Are there any benefits in using the “failover:” pr

2019-08-26 17:49发布

问题:

According to this answer, there are benefits from using the "failover" protocol with a "tcp" transport, even with a single address.

In addition to this, the ActiveMQ documentation, the following applies (emphasis mine):

If a JMS broker goes down, ActiveMQ can automatically reconnect to an available JMS broker using the failover: protocol. Not only does this automatically reconnect, it will also resume any temporary destinations, sessions, producers and most importantly consumers.

Does this also apply when using the "vm" transport?

We are seeing frequent issues with queue consumers stopping to pick up messages, while the queue fills up, and we have not found a fix for this yet. This is with ActiveMQ v5.6.0 - we're upgrading to v5.14.5 at the moment, but want to explore additional options, too.

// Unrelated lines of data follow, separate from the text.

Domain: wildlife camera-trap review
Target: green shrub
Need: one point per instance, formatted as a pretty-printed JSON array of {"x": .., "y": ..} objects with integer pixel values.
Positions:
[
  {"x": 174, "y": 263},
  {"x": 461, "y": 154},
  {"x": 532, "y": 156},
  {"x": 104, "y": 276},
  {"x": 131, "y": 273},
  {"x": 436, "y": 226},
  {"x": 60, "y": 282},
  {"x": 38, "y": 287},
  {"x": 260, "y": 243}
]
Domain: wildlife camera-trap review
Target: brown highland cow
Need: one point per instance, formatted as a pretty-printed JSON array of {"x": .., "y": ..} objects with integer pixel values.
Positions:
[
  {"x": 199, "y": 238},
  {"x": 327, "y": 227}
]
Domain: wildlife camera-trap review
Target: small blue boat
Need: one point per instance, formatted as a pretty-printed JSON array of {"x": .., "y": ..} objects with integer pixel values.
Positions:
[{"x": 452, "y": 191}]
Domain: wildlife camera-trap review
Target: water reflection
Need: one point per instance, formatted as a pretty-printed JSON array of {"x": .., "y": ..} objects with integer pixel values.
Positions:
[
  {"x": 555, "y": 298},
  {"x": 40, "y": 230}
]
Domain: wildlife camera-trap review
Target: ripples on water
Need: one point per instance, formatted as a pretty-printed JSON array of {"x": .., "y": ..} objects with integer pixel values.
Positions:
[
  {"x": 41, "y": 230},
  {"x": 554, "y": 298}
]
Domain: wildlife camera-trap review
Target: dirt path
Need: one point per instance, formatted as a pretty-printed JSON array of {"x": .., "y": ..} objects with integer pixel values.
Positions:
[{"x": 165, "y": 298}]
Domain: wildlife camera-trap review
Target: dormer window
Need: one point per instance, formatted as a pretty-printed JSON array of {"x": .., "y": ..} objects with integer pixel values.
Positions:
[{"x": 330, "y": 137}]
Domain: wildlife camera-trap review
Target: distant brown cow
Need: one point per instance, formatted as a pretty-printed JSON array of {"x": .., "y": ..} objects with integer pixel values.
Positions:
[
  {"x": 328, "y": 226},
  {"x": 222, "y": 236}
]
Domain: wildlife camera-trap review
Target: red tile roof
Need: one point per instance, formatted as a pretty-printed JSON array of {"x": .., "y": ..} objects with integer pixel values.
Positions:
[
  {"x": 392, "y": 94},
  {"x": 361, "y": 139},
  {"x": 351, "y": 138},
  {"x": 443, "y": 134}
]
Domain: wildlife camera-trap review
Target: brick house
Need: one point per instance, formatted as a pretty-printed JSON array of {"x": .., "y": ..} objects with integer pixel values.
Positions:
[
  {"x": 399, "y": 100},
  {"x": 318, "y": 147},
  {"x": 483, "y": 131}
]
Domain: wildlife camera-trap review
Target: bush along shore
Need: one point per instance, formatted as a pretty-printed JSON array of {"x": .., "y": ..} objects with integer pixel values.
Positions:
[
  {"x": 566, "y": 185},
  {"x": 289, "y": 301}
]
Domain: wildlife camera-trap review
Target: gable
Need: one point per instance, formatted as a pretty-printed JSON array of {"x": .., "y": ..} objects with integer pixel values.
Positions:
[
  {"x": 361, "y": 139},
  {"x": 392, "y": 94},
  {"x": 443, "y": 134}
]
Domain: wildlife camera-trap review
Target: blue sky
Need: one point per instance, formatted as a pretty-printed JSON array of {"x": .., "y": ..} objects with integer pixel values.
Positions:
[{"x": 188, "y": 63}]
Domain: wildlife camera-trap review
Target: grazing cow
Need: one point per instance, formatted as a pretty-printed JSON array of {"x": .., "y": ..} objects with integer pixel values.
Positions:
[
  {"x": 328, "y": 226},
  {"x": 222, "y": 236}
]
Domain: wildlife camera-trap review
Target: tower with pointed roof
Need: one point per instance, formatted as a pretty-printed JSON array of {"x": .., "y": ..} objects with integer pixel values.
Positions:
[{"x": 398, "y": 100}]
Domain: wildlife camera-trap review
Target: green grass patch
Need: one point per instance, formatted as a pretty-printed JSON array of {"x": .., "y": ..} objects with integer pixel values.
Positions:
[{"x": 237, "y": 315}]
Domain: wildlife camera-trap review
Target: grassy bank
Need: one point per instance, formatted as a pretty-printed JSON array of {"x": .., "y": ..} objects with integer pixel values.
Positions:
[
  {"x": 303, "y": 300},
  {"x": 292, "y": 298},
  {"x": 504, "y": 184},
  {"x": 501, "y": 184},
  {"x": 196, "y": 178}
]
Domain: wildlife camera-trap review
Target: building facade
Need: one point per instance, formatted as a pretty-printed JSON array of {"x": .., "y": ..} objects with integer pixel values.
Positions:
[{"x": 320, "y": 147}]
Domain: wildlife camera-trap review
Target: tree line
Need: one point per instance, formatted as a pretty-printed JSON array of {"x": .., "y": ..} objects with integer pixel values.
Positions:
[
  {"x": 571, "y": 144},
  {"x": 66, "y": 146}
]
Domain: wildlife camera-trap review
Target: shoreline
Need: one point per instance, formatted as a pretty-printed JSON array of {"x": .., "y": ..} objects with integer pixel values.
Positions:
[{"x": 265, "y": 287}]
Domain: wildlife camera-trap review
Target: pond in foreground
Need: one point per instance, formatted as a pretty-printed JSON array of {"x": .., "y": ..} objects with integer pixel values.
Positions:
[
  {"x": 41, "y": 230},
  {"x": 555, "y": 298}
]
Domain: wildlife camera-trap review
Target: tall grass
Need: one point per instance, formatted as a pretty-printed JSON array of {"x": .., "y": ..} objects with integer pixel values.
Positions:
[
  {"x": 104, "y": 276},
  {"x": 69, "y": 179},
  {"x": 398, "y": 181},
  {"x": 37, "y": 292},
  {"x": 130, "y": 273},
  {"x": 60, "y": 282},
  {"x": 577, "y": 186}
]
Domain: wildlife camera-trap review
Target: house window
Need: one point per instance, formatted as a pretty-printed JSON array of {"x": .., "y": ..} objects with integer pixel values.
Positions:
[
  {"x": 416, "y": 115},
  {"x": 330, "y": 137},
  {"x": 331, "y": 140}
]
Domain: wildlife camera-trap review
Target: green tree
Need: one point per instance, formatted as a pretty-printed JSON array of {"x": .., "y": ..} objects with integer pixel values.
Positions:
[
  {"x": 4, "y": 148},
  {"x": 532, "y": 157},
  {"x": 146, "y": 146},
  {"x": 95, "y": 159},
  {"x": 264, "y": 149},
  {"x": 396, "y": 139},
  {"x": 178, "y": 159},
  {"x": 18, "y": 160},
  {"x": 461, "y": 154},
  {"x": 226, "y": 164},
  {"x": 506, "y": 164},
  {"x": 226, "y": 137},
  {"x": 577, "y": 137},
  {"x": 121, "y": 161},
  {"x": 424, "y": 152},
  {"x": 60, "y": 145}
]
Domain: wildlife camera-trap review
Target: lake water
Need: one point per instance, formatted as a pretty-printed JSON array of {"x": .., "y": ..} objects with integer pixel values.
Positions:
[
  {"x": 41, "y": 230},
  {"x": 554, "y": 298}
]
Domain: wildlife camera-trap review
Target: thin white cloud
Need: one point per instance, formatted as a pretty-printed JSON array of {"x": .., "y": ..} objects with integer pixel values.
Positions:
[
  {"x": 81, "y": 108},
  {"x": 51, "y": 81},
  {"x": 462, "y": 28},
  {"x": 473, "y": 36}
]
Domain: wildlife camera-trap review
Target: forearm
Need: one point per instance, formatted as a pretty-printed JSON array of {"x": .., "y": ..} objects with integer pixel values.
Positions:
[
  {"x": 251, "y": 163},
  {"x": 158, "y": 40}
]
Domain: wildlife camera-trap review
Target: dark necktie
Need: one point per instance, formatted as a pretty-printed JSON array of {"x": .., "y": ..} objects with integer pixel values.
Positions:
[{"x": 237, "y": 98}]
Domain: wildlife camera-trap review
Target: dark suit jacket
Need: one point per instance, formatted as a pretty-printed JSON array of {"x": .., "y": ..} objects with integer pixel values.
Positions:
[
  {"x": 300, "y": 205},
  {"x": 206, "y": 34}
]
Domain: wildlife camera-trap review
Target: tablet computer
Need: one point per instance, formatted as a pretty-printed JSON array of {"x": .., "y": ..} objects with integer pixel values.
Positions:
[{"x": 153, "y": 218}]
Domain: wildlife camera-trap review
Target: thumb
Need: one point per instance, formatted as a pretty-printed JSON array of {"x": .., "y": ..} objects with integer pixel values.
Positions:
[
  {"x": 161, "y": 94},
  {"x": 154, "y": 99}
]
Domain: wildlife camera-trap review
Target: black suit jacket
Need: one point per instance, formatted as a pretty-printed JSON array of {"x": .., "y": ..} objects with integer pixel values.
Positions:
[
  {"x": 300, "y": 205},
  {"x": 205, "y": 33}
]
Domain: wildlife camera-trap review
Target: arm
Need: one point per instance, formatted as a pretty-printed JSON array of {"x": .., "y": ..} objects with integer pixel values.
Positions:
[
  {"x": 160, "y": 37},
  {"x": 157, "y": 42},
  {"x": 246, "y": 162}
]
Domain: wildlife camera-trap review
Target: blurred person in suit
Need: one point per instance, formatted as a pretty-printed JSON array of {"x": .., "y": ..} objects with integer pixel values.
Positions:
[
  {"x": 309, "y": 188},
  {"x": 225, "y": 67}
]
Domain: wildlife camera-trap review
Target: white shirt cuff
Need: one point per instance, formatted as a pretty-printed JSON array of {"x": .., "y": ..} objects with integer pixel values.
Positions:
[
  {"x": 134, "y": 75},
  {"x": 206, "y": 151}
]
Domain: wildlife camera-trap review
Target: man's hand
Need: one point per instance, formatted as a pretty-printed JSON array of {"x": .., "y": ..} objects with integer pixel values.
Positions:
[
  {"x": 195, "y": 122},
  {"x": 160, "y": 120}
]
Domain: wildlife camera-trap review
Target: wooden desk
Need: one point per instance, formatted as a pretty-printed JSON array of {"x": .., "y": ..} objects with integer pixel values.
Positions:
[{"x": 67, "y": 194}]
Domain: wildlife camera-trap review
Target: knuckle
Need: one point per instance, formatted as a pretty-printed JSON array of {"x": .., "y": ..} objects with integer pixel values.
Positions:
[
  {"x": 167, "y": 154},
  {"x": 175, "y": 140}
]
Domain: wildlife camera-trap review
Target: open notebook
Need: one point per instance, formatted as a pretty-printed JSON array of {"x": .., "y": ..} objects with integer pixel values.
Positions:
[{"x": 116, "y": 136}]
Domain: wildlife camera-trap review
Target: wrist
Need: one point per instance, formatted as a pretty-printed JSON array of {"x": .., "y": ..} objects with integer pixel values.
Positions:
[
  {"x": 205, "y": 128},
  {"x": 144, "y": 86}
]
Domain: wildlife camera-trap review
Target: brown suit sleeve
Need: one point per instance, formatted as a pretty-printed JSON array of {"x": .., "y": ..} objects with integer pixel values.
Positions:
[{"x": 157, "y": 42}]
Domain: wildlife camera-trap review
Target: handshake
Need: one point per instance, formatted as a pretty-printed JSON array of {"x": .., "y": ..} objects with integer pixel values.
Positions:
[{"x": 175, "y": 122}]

Our current Spring configuration for the ActiveMQConnectionFactory looks like this:

<bean id="jmsConnectionFactory" class="org.apache.activemq.ActiveMQConnectionFactory"
    depends-on="amqEmbeddedBroker">
    <property name="brokerURL" value="vm://localhost" />
    <property name="watchTopicAdvisories" value="false" />
</bean>

Would changing the URL from vm://localhost to failover:(vm://localhost) provide any benefit in this case, i.e. safe-guarding against connections being closed for whatever reason? When changing the URL to include the failover: part, I can see that an instance of FailoverTransport is created, but does it provide any benefit in the case of the vm transport?

回答1:

Failover will try to get a reconnection if the connection fails. So if you're doing an operation that would normally crash of connection failure, you won't see an exception but it will silently try to reconnect. So if your in memory broker goes dead, the client will be silent and perhaps issue some log that it tries to reconnect.

VM connections do not fail because of network issues, so you may want to investigate further. But upgrading seems like the first step.